- Interactive map of Atlantic Ocean Tunnel Atlanterhavstunnelen

Overview
- Location: Nordmøre, Norway
- Coordinates: 63°07′39″N 7°40′30″E﻿ / ﻿63.1275246°N 7.675065994°E
- Route: Rv64
- Start: Averøya island (63°6′30″N 7°38′5″E﻿ / ﻿63.10833°N 7.63472°E)
- End: Gomalandet, Kristiansund (63°7′32″N 7°43′26″E﻿ / ﻿63.12556°N 7.72389°E)

Operation
- Work began: 2006
- Opened: 19 December 2009
- Traffic: Automobile
- Toll: no

Technical
- Length: 5,727 metres (18,789 ft)
- Min elevation: −250 metres (−820 ft)
- Grade: 10% (maximum)

= Atlantic Ocean Tunnel =

Road passage in western Norway

The Atlantic Ocean Tunnel (Atlanterhavstunnelen) is an undersea tunnel that is part of Norwegian County Road 64 which connects Kristiansund Municipality to Averøy Municipality in Møre og Romsdal county, Norway. The eastern end of the tunnel is on Kirkelandet island in the town of Kristiansund and the western end of the tunnel is on the island of Averøya, just west of the village of Sveggen. The 5727 m long tunnel runs beneath the Bremsnesfjorden, reaching a depth of 250 m, making it one of the deepest undersea tunnels in the world.

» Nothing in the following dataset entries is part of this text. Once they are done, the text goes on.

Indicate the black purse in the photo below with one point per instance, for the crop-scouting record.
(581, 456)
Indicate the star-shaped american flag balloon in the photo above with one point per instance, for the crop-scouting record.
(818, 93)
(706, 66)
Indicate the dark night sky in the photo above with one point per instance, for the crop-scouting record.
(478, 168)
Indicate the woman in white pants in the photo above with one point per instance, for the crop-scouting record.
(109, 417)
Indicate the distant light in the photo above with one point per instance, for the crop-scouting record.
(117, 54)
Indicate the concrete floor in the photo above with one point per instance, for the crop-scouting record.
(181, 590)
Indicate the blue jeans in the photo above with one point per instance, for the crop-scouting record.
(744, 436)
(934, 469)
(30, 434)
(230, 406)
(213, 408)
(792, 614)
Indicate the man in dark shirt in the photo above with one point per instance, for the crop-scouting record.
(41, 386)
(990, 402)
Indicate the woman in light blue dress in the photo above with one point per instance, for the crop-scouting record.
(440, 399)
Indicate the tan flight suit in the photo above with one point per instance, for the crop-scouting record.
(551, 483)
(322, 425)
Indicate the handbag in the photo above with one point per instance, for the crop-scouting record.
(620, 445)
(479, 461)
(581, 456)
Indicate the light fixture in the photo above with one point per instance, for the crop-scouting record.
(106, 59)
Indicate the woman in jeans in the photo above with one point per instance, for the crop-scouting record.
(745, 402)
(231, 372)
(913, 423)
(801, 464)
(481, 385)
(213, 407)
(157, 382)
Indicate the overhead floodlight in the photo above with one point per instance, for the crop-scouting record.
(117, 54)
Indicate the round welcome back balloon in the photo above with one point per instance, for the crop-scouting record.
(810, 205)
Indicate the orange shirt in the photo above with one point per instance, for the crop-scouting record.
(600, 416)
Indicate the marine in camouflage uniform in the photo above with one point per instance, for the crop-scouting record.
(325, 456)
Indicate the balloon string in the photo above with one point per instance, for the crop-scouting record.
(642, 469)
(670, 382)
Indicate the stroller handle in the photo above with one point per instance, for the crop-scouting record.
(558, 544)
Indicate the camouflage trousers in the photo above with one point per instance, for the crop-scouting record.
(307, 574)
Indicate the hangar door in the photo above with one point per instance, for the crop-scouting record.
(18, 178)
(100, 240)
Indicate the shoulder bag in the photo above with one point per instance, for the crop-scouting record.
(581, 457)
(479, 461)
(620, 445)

Construction began in 2006, and the tunnel opened on 19 December 2009, later than initially estimated. Breakthrough was in March 2009. Problems with water leaks caused delays and cost overruns.

The name of the tunnel comes from its connection of two islands located at the open Atlantic Ocean, and serves as an extension of the Atlantic Ocean Road (Atlanterhavsveien), a popular tourist attraction. The road runs over a series of small islands with views of sea, fjord, and mountains, connecting Averøya to the mainland near the town of Molde.

As of 1 July 2020, the tunnel is no longer a toll tunnel and driving through the tunnel is free for all types of vehicle.